Cadbury's Crunchie time

Cadbury's Crunchie time

The independence and identity of yet another British firm is being threatened by an overseas predator as Cadbury fights off the advances of US giant Kraft. On the one hand it is reassuring to celebrate the best of British, be it in sport, food or industry. Yet the economics behind insisting that British factories remain British-owned are not overwhelming.

This sort of nationalistic flag waving might deliver a bit extra tax revenue for the treasury, it might produce a handful of trade spin-offs on the assumption that British businesses may favour working with other British businesses. Yet there are also strong counter-arguments, such as securing vital access to overseas markets through a well-placed overseas parent.

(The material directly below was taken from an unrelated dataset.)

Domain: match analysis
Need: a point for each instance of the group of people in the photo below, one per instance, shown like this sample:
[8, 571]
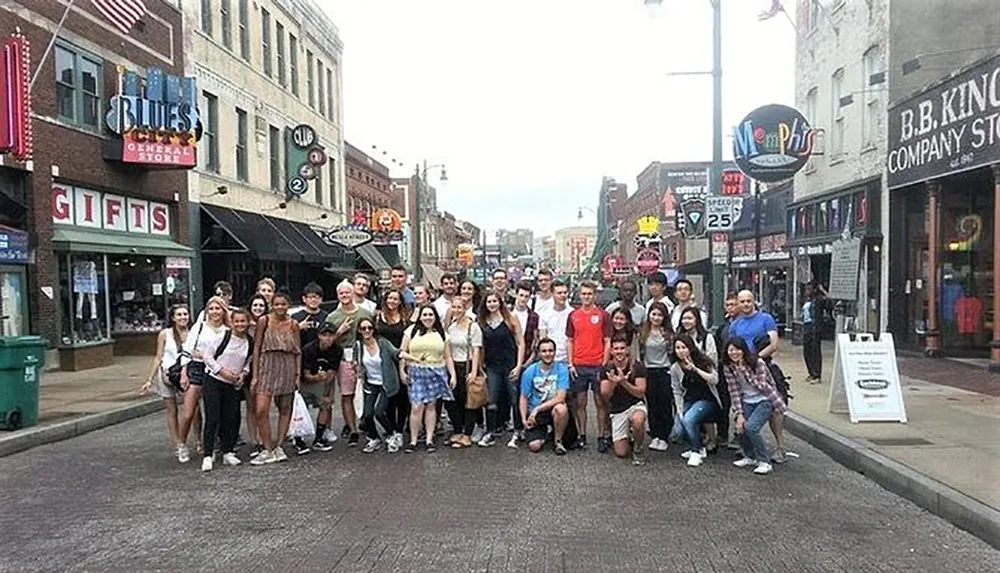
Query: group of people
[495, 360]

National boundaries have been blurred by free market enterprise with investors able to mop-up profits earned on the other side of the world, yet when push comes to shove, if someone offers to buy a company for significantly more than that company is likely to be priced on the market in any foreseeable future, investors would be mad to turn that down.

Yet it remains unclear that this is what Kraft has done. It’s £10 billion package does offer a cash element, but much of the deal would be financed by its own paper. This makes the deal on the table more difficult to value than a pure cash offer, and requires investors to swap a set of fundamentals with which they are familiar for another with which they are not. Turning that down would not be mad at all.